A wide variety of social and economic problems has impelled the adoption of numerous "strict liability" penal statutes by both Congress and State Legislatures. Violations thereof result in penal sanctions regardless of moral culpability. State v. Chiarello, 69 N.J. Super. 479 (App. Div. 1961), cert. denied 36 N.J. 301 (1962), State, Borough of East Paterson, Board of Health v. Elmwood Terrace, Inc., 85 N.J. Super. 240, 247 (App. Div. 1964). State v. Elmwood involved a municipal ordinance which required the maintenance of heat at a certain temperature in rented apartments.

It is axiomatic that Legislature can designate mere doing of act as crime, even in absence of mens rea which was a necessary prerequisite at common law. Morss v. Forbes, 24 N.J. 341 (1957), State v. Segal, 78 N.J. Super. 273 (App. Div. 1963). State v. Segal involved a violation of the adoption statutes. In State v. Labato, 7 N.J. 137, 150 (1951) in a case involving possession of lottery slips the Supreme Court said "the criminal mind is not essential where the Legislature has so willed".

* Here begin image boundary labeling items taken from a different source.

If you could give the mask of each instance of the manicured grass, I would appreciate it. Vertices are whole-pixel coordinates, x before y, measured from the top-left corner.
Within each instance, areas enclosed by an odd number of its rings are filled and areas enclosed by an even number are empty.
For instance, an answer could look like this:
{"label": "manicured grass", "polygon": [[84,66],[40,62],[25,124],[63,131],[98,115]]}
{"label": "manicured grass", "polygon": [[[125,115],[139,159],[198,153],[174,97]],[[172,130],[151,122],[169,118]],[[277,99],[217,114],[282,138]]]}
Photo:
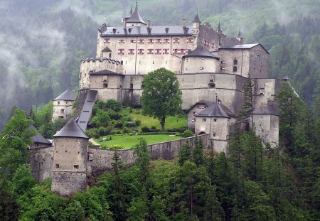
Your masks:
{"label": "manicured grass", "polygon": [[[138,126],[139,131],[143,126],[151,128],[154,126],[156,129],[161,129],[160,123],[157,119],[154,119],[149,116],[142,115],[142,114],[136,114],[137,111],[139,112],[140,110],[135,109],[133,110],[132,113],[129,113],[127,109],[124,109],[122,111],[122,113],[124,114],[129,114],[132,117],[133,121],[137,119],[141,120],[142,124]],[[166,119],[164,128],[166,129],[180,129],[183,127],[186,128],[188,122],[186,116],[169,116]]]}
{"label": "manicured grass", "polygon": [[[106,136],[105,137],[108,137]],[[100,139],[95,139],[101,146],[111,146],[119,145],[123,147],[130,148],[139,143],[139,139],[143,138],[146,141],[148,144],[156,144],[168,141],[176,140],[181,139],[179,136],[170,136],[167,134],[157,134],[157,135],[122,135],[112,136],[112,140],[99,142]]]}

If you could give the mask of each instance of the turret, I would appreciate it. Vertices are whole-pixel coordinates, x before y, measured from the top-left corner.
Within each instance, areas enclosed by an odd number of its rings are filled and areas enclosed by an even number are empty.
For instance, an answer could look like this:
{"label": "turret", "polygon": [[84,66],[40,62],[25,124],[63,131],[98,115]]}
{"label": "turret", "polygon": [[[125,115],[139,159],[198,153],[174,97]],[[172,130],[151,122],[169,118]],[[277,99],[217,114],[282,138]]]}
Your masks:
{"label": "turret", "polygon": [[71,119],[53,138],[51,190],[69,196],[85,188],[89,137]]}
{"label": "turret", "polygon": [[238,33],[237,36],[237,40],[240,42],[241,45],[243,44],[243,34],[241,32],[241,28],[239,29],[239,33]]}
{"label": "turret", "polygon": [[137,2],[136,8],[134,12],[132,13],[130,18],[126,19],[125,26],[146,26],[146,23],[144,21],[138,11],[138,2]]}
{"label": "turret", "polygon": [[71,114],[73,103],[75,100],[75,95],[69,86],[68,89],[53,99],[53,114],[52,120],[58,118],[67,119]]}
{"label": "turret", "polygon": [[192,34],[193,37],[193,48],[196,48],[198,45],[200,45],[200,24],[201,24],[199,16],[197,14],[194,17],[192,25]]}

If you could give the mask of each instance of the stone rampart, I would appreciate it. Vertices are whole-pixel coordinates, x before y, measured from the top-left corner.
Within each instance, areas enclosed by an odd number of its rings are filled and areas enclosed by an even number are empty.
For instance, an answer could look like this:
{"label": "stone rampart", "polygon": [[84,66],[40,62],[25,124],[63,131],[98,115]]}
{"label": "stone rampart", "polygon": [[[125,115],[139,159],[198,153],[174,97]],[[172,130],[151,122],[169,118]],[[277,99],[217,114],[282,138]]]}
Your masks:
{"label": "stone rampart", "polygon": [[[203,148],[208,146],[209,134],[199,135],[202,140]],[[171,160],[178,156],[180,146],[186,142],[194,146],[196,136],[184,138],[178,140],[161,142],[148,145],[148,149],[151,155],[152,160],[163,158]],[[122,162],[128,165],[132,165],[136,161],[136,156],[133,153],[133,149],[117,151]],[[104,150],[100,149],[88,149],[88,161],[87,174],[102,173],[112,168],[111,163],[114,151]]]}

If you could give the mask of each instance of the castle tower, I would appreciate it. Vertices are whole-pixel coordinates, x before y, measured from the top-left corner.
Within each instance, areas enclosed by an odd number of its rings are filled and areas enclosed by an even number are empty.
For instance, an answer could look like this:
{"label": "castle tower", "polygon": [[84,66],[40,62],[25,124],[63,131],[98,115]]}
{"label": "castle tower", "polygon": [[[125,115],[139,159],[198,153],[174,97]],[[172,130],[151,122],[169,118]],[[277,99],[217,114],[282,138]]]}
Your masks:
{"label": "castle tower", "polygon": [[54,121],[58,118],[67,119],[71,114],[73,103],[75,100],[75,95],[69,87],[67,90],[53,99],[52,120]]}
{"label": "castle tower", "polygon": [[183,73],[215,72],[219,58],[213,55],[203,45],[198,45],[183,58]]}
{"label": "castle tower", "polygon": [[196,48],[198,45],[201,45],[200,42],[200,21],[199,16],[197,14],[194,17],[192,24],[192,35],[193,38],[193,48]]}
{"label": "castle tower", "polygon": [[241,45],[243,44],[243,34],[241,32],[241,28],[239,29],[239,33],[238,33],[237,36],[237,40],[240,42]]}
{"label": "castle tower", "polygon": [[130,18],[125,19],[124,22],[125,22],[124,27],[142,26],[146,25],[146,23],[144,22],[139,13],[138,2],[137,2],[136,8],[134,9],[134,12],[132,13]]}
{"label": "castle tower", "polygon": [[226,152],[229,136],[230,117],[219,104],[218,97],[215,102],[196,116],[195,131],[197,134],[210,134],[216,152]]}
{"label": "castle tower", "polygon": [[85,188],[89,138],[73,119],[53,137],[51,190],[68,196]]}

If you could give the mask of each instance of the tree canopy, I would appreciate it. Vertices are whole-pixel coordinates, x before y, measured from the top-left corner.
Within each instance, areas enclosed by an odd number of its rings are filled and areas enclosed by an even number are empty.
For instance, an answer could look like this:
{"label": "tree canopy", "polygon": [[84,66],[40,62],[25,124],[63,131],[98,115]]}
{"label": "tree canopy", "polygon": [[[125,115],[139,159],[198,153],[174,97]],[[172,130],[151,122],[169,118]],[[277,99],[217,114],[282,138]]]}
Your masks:
{"label": "tree canopy", "polygon": [[160,121],[161,130],[167,116],[174,116],[182,111],[182,92],[176,75],[159,68],[151,72],[142,80],[144,85],[141,97],[142,111]]}

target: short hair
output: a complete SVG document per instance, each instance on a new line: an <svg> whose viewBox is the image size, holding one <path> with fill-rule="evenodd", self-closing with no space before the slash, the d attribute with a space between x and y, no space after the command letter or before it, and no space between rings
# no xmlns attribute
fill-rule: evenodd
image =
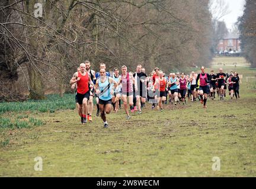
<svg viewBox="0 0 256 189"><path fill-rule="evenodd" d="M100 63L100 67L101 65L104 65L104 66L105 66L105 63Z"/></svg>

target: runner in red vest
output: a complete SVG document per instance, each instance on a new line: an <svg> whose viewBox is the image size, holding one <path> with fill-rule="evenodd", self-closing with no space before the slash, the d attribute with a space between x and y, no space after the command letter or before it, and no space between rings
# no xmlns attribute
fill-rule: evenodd
<svg viewBox="0 0 256 189"><path fill-rule="evenodd" d="M199 94L200 96L201 103L203 103L204 108L207 108L206 101L208 97L208 94L210 93L209 82L210 81L210 75L205 71L205 67L202 66L201 67L201 73L197 75L196 83L198 83L199 80L200 80L199 85ZM203 95L204 98L203 99Z"/></svg>
<svg viewBox="0 0 256 189"><path fill-rule="evenodd" d="M162 112L162 102L166 100L166 89L168 87L168 83L165 77L164 77L164 73L162 71L159 71L159 78L156 79L155 84L153 85L154 90L156 88L159 89L160 93L158 94L158 103L160 107L160 110Z"/></svg>
<svg viewBox="0 0 256 189"><path fill-rule="evenodd" d="M133 84L135 84L135 91L137 91L137 82L135 82L135 79L133 74L127 71L127 67L123 66L121 67L122 74L119 79L117 85L121 84L121 98L123 102L124 111L127 115L126 119L131 118L128 110L128 104L127 97L128 97L129 104L130 106L133 105Z"/></svg>
<svg viewBox="0 0 256 189"><path fill-rule="evenodd" d="M87 102L90 96L89 86L92 89L94 84L91 80L89 73L85 70L85 64L80 64L80 71L74 73L70 81L70 84L76 83L76 99L79 105L78 112L81 112L81 121L82 124L87 122L86 114L87 113Z"/></svg>

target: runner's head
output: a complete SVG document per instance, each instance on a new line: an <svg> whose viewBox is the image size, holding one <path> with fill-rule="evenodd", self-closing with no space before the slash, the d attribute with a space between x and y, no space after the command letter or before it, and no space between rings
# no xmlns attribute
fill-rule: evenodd
<svg viewBox="0 0 256 189"><path fill-rule="evenodd" d="M85 69L88 71L89 70L91 67L91 63L88 60L85 60Z"/></svg>
<svg viewBox="0 0 256 189"><path fill-rule="evenodd" d="M84 63L80 64L80 71L83 73L85 69L85 64Z"/></svg>
<svg viewBox="0 0 256 189"><path fill-rule="evenodd" d="M115 68L114 69L114 73L115 73L116 75L119 75L119 69L117 68L117 67L115 67Z"/></svg>
<svg viewBox="0 0 256 189"><path fill-rule="evenodd" d="M159 68L156 67L154 69L154 71L155 71L156 74L159 76Z"/></svg>
<svg viewBox="0 0 256 189"><path fill-rule="evenodd" d="M101 77L105 76L105 69L101 69L100 70L100 74Z"/></svg>
<svg viewBox="0 0 256 189"><path fill-rule="evenodd" d="M162 70L160 70L159 71L159 74L160 76L161 79L162 79L162 77L164 77L164 72Z"/></svg>
<svg viewBox="0 0 256 189"><path fill-rule="evenodd" d="M204 72L205 72L205 67L204 67L204 66L201 67L201 71L202 73L204 73Z"/></svg>
<svg viewBox="0 0 256 189"><path fill-rule="evenodd" d="M127 73L127 67L126 66L123 66L121 67L121 70L122 70L122 74L126 74Z"/></svg>
<svg viewBox="0 0 256 189"><path fill-rule="evenodd" d="M176 77L180 78L180 72L178 71L176 72Z"/></svg>
<svg viewBox="0 0 256 189"><path fill-rule="evenodd" d="M194 76L194 71L191 71L191 76Z"/></svg>
<svg viewBox="0 0 256 189"><path fill-rule="evenodd" d="M142 72L146 73L146 70L145 70L145 67L142 68Z"/></svg>
<svg viewBox="0 0 256 189"><path fill-rule="evenodd" d="M140 64L138 64L137 66L137 73L140 73L142 71L141 71L142 67L142 66Z"/></svg>
<svg viewBox="0 0 256 189"><path fill-rule="evenodd" d="M100 69L104 69L105 70L105 64L104 63L100 64Z"/></svg>

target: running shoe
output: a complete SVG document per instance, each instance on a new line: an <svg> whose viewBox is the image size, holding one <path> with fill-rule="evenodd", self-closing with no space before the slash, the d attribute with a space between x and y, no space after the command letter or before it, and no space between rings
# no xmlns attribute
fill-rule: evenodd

In Department of Labor and Industry v. Rosen, 44 N.J. Super. 42 (App. Div. 1957), it was held that where the Legislature makes the commission or omission of an act penal regardless of intent, only the doing of prescribed act

[103 NJSuper Page 194]

need be shown. This case involved a violation of the act requiring payment of wages in full every two weeks.

In State v. Carlston, 40 N.J. Super. 559 (Bergen County Court, 1956), it was stated "an offense which is malum prohibitum does not require knowledge or intent unless the Legislature clearly so provides".

In State v. Wenof, 102 N.J. Super. 370 (Camden County Court, 1968) Judge Heine held that a violation of N.J.S. 39:3-40 (driving when license revoked) could be sustained without proof of guilty knowledge. He stated "it is not the province of this court to read into a statute that which the Legislature did not intend. * * * Since the crime is statutory the Legislature is free to require or omit guilty knowledge as an element thereof". See State v. De Meo, 20 N.J. 1 (1955).

The statute involved in the matter sub judice is and I find it to be malum prohibitum. Proof of guilty knowledge or mens rea is not a prerequisite to a finding of guilt. The decision of the judge of the Municipal Court of Deptford Township is reversed and I, find the defendant guilty.

I impose the minimum fine permitted by the act -- $500. No costs.